The function should calculate the correct frequency (in Hz) and duration (in s) of each note, returning an iterable collection (list, tuple, etc.) of (frequency, duration) tuples.

Procedure

Please read the above description of theory carefully, then complete and submit your work to Gradescope as music.py. This file should import no external modules.

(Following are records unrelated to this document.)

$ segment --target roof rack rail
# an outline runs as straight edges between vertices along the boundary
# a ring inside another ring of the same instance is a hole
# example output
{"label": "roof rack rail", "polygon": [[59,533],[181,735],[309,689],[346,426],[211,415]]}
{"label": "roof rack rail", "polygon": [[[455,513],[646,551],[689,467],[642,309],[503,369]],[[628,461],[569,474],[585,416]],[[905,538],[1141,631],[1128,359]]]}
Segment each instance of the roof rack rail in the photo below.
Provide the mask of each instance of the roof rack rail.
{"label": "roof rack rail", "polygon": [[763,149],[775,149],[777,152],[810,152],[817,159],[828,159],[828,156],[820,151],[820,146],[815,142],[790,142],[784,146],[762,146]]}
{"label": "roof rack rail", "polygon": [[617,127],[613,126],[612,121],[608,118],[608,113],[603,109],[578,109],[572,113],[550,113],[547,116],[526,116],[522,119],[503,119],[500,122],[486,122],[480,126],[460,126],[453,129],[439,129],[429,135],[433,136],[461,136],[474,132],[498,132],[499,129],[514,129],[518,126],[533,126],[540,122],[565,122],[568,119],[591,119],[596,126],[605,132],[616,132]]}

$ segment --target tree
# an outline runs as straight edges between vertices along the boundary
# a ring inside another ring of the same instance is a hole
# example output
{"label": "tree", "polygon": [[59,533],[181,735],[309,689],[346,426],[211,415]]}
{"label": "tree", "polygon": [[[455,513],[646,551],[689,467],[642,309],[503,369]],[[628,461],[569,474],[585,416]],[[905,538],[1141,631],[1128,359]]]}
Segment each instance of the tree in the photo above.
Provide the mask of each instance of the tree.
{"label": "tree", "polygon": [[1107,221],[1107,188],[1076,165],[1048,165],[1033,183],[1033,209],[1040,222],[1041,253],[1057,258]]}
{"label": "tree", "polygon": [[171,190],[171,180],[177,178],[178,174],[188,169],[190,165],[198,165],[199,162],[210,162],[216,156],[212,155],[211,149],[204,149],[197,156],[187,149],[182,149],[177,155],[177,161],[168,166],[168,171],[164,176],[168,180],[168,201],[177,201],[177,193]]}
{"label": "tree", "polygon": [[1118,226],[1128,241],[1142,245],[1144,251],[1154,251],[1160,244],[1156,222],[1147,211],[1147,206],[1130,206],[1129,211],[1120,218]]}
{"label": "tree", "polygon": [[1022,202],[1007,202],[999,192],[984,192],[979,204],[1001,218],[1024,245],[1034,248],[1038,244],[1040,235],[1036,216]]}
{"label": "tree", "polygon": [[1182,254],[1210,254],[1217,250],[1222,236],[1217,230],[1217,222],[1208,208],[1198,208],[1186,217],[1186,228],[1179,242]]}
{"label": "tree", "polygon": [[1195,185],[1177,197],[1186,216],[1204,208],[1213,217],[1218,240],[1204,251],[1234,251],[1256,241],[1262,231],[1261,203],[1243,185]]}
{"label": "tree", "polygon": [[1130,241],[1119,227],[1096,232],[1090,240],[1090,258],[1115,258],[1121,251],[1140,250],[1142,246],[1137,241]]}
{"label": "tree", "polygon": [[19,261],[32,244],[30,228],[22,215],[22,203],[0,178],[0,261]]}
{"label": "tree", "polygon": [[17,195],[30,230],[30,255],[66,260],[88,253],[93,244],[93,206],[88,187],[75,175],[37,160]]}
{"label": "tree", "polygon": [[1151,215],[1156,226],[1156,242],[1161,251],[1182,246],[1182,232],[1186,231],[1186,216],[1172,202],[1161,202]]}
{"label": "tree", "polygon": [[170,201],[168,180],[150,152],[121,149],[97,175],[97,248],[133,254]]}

I would strongly encourage you to test your code using function calls such as the following:

# The following should evaluate to 261.62 Hz:
middle_c = note_frequency('C', 220)

# The following should evaluate to 2 s:
whole_note = note_duration(1, 120)

# A little ditty I just made up:
tune = "Ab4 Bb8 C8 D4 C Eb G#- Ab+"

# How many notes are in this tune?
notes = count_notes(tune)

# Figure out what notes would play this tune at 120 beats per minute:
results = parse_tune(tune, notes, 120)

Here are some examples of expected parse_tune() results:

Whole tune Note Frequency Duration

A2 G- F G A+1 @ tempo 120

A2

440 Hz (always start in 440 Hz octave)

1s (half note = 2 beats)

G-2

391.9954 Hz (G in the 220 Hz octave)

1s (stay with last duration)

F2

349.2282 Hz (still in the 220 Hz octave)

1s (stay with last duration)

G2

391.9954 Hz (G in the 220 Hz octave)

1s (stay with last duration)

A+1

440 Hz (back up to the 440 Hz octave)

2s (whole note = 4 beats)

Ab4 Bb8 C8 D4 C Eb G#- Ab+ @ tempo 96

Ab4

415.3047 Hz (A♭: semitone below A440)

0.625 s (quarter note = 1 beat)

Bb8

466.1638 Hz (B♭: semitone below B)

0.3125 s (eighth note = 1/2 beat)

C8

523.2511 Hz (C above 440)

0.3125 s (eighth note = 1/2 beat)

D4

587.3295 Hz (D above 440)

0.625 s (quarter note = 1 beat)

C

523.2511 Hz (C above 440)

0.625 s (stick with previous duration)

Eb

622.2540 Hz (E♭: semitone below E)

0.625 s (stick with previous duration)

G#-

415.3047 Hz (G♯ in the 220 Hz octave)

0.625 s (stick with previous duration)

Ab+

415.3047 Hz (A♭ in the 440 Hz octave)

0.625 s (stick with previous duration)

As always, assignments in this course must be done individually. You can (and are encouraged to!) work together on exercises, but you must do the assignments yourself. If in doubt, come and talk with me.

Submission

Submit your Python script (which must be named music.py) to Gradescope. As always, assignments in this course must be done individually. You can (and are encouraged to!) work together on exercises, but you must do the assignments yourself. If in doubt, come and talk with me.